Beginning with a low-ranked officer situated in a rural farmhouse in WWII, who despite being regimented to his cause, struggles to keep his sexual fantasies at bay. When he one day has (seemingly imaginary) rampant sex with the Lieutenants wife on top of butchered swine, she later gives birth to a baby boy with a pigs tail. We then see the boy as a grown adult, an internationally reknowned speed-eater no less, and thus the second story unfolds. Circumstances dictate, producing the birth of another baby boy, which in turn leads us into the final act. To give further narrative detail away would be harsh, as there is much amusement to be had here.

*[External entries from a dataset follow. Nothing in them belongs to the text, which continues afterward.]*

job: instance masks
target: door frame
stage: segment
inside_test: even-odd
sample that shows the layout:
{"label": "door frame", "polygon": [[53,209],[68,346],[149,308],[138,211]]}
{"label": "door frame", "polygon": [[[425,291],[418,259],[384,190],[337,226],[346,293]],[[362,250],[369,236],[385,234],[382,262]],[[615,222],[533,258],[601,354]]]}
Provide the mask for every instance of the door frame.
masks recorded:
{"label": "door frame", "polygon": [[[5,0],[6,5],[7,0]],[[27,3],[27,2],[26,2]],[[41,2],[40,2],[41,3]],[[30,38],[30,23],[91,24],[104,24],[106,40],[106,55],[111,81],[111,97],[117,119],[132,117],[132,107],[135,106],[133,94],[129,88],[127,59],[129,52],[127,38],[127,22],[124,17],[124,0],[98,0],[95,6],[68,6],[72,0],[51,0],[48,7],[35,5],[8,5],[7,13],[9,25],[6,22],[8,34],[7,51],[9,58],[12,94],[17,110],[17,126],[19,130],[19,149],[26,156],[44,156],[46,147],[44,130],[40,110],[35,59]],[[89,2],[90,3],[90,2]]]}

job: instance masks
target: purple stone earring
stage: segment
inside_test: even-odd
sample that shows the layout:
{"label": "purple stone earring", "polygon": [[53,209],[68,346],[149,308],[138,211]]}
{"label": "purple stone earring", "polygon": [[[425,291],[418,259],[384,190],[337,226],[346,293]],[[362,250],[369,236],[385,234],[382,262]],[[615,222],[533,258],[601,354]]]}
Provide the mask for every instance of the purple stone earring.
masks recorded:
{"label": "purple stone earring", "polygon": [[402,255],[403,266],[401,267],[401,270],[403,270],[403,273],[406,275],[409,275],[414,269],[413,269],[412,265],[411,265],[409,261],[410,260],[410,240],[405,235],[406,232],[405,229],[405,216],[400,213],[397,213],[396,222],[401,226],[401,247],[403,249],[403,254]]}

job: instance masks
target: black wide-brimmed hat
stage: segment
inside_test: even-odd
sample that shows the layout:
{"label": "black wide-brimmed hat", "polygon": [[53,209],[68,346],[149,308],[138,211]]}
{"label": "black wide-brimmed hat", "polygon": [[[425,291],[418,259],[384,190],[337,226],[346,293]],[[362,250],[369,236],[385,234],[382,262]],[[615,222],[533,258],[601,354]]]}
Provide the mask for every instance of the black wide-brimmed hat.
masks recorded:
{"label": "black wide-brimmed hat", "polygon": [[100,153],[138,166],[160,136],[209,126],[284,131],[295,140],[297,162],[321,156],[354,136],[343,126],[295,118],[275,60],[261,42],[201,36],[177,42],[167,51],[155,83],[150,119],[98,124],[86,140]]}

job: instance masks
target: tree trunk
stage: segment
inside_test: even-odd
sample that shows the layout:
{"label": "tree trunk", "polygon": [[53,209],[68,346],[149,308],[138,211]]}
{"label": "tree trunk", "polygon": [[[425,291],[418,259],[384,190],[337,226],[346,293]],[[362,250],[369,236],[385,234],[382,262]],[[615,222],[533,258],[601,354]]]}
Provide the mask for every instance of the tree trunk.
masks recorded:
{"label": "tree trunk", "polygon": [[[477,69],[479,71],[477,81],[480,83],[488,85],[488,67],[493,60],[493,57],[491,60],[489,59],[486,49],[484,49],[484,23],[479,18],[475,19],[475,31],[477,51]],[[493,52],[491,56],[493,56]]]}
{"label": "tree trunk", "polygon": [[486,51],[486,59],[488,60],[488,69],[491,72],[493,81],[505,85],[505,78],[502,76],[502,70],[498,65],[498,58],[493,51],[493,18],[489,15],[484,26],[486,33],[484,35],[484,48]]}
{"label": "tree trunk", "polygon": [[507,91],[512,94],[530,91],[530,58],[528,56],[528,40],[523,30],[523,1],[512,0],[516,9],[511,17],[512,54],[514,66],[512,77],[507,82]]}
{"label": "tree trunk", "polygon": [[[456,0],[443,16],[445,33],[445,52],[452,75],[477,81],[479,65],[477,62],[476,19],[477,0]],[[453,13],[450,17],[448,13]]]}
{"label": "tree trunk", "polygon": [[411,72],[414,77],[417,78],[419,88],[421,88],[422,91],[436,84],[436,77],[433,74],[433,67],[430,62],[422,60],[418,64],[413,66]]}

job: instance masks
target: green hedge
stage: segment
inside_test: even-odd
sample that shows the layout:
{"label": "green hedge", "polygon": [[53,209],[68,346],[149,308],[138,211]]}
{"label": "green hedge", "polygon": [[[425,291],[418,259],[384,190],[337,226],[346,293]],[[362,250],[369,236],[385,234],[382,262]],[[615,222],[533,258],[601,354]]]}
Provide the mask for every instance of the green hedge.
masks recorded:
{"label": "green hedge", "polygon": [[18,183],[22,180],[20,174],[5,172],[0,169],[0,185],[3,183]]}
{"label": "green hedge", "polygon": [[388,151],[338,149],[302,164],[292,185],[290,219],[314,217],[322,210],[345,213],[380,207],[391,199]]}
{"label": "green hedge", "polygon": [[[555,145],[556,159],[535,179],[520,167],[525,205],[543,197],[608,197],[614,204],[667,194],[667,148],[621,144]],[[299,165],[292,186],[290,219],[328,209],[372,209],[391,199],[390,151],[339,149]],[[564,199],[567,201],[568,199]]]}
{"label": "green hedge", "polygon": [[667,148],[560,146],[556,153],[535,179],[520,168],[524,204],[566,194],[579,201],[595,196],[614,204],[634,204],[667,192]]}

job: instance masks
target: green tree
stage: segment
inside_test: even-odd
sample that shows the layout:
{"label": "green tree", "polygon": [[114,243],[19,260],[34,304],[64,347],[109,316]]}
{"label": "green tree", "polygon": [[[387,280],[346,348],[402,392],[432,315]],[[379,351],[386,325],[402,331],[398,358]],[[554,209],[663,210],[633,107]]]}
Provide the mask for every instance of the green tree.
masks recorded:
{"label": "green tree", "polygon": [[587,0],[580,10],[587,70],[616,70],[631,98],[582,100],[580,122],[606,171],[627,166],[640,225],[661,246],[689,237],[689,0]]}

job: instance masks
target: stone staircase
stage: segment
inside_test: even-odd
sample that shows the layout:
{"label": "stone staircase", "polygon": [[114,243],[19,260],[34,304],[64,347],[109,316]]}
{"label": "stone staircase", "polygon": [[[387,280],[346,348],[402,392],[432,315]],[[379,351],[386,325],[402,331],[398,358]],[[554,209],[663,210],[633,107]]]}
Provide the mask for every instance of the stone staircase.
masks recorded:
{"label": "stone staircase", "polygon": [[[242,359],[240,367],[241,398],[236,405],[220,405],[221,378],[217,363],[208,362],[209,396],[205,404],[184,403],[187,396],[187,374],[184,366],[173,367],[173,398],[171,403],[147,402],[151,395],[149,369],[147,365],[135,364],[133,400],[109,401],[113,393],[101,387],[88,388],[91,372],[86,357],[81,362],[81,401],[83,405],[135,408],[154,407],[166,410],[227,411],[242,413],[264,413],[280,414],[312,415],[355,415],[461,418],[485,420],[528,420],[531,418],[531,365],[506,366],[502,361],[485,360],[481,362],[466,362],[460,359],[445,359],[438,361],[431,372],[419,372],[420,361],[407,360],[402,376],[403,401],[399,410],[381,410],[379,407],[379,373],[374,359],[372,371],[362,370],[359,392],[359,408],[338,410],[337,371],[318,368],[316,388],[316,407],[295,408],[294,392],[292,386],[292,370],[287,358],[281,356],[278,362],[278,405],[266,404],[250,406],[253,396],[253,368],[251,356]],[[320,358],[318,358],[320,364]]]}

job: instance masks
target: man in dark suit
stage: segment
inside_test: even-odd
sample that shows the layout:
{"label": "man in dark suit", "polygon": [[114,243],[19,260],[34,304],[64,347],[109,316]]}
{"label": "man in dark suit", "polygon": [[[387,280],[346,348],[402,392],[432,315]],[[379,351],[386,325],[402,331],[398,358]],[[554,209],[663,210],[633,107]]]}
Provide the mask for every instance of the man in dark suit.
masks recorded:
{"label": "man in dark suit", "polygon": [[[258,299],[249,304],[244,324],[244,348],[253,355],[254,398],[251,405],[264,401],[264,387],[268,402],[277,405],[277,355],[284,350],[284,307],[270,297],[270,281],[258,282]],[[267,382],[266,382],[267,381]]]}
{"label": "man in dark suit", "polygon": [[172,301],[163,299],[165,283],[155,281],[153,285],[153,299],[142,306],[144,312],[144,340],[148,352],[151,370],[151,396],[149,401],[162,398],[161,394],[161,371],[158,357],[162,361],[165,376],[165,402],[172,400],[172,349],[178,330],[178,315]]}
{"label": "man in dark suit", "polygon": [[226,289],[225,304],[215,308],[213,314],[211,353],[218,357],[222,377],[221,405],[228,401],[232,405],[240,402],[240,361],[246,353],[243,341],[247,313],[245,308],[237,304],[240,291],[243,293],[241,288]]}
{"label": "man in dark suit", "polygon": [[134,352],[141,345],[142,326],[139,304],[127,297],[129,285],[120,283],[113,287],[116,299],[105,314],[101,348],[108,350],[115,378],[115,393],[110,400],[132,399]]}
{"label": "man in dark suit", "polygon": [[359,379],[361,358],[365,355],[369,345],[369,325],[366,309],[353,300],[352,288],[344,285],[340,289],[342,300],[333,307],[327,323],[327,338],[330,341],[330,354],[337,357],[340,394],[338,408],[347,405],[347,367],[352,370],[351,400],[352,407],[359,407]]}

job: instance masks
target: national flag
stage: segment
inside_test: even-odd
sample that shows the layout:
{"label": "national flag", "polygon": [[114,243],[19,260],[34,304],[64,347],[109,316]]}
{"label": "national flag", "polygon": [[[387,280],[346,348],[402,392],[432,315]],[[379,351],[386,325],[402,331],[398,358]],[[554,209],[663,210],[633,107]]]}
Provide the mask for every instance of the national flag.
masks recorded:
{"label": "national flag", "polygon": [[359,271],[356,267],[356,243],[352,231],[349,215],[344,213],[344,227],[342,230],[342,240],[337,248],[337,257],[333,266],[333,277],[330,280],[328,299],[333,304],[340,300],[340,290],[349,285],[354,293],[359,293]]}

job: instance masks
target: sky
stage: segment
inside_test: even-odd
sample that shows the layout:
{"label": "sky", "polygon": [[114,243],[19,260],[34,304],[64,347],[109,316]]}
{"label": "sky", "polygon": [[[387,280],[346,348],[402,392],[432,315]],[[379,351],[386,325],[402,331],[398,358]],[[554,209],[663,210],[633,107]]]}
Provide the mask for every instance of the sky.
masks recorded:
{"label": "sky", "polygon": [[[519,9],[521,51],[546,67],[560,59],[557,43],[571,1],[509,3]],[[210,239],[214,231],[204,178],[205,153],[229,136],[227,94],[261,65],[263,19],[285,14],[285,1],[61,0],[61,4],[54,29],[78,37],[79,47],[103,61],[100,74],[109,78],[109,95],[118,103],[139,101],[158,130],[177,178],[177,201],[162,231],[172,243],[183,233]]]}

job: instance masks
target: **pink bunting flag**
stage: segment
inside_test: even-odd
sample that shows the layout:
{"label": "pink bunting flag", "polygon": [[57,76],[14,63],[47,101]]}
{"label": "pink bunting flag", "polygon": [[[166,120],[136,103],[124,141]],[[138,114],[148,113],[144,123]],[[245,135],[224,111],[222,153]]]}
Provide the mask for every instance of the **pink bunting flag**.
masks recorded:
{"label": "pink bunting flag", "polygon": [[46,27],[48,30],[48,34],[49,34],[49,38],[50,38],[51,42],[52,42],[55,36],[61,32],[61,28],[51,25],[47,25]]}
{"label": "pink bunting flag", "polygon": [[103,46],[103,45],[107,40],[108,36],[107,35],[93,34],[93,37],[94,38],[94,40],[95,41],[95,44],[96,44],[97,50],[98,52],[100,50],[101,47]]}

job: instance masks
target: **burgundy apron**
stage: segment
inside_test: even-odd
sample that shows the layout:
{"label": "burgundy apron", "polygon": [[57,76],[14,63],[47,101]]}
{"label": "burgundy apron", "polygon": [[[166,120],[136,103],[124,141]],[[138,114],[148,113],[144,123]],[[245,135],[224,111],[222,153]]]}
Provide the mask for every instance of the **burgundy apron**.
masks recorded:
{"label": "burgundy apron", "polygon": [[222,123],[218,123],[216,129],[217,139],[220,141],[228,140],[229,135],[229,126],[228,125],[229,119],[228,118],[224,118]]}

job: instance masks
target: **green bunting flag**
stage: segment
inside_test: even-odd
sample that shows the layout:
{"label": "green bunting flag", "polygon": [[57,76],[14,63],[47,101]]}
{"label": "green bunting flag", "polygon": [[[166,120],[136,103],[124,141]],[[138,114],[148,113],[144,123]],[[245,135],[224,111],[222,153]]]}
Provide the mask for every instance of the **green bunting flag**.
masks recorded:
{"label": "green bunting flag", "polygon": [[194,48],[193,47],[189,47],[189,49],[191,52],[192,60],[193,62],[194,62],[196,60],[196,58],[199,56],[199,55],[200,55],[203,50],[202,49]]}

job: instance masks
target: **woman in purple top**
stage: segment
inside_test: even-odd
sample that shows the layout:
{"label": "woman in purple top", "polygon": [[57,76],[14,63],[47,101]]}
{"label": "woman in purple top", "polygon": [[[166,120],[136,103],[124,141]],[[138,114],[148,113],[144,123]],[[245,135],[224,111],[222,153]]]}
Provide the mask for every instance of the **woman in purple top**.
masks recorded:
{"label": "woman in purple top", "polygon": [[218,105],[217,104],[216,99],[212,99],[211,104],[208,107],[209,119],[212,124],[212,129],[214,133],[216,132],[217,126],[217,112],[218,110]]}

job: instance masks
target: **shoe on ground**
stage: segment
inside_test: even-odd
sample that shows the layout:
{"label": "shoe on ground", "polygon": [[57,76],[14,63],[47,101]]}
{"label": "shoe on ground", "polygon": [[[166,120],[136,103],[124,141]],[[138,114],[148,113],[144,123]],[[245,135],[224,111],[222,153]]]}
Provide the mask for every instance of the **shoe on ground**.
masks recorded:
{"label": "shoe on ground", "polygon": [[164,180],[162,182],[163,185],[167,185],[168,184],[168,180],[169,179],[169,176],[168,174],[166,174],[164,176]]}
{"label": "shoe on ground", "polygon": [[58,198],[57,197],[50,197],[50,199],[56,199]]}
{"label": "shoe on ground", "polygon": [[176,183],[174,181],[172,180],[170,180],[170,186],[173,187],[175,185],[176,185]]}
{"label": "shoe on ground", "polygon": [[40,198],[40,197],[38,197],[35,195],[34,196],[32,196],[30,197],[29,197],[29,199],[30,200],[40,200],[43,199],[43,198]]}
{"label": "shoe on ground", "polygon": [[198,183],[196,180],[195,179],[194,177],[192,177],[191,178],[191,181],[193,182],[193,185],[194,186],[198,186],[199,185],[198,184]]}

Stylistically reminiscent of the work of Jean-Pierre Jeunet (particularly his collaborations with co-director, Marc Caro) and the recent output of Roy Andersson. Yet this is an altogether darker fare. Imagine a more gross-out version of the BBC’s League of Gentlemen series. With the themes and messages seeming to highlight societies desire to consume and control (and indeed to control our own urges), this has more in tone with the more subversive offerings of Bunuel, or Pasolini’s Salo even (particular in the middle segment).
Frequently hilarious, often stomach churning, Hungarian director György Pálfi has given us a surrealistic pillow to put our heads down upon.
Just don’t expect to eat very much immediately afterwards.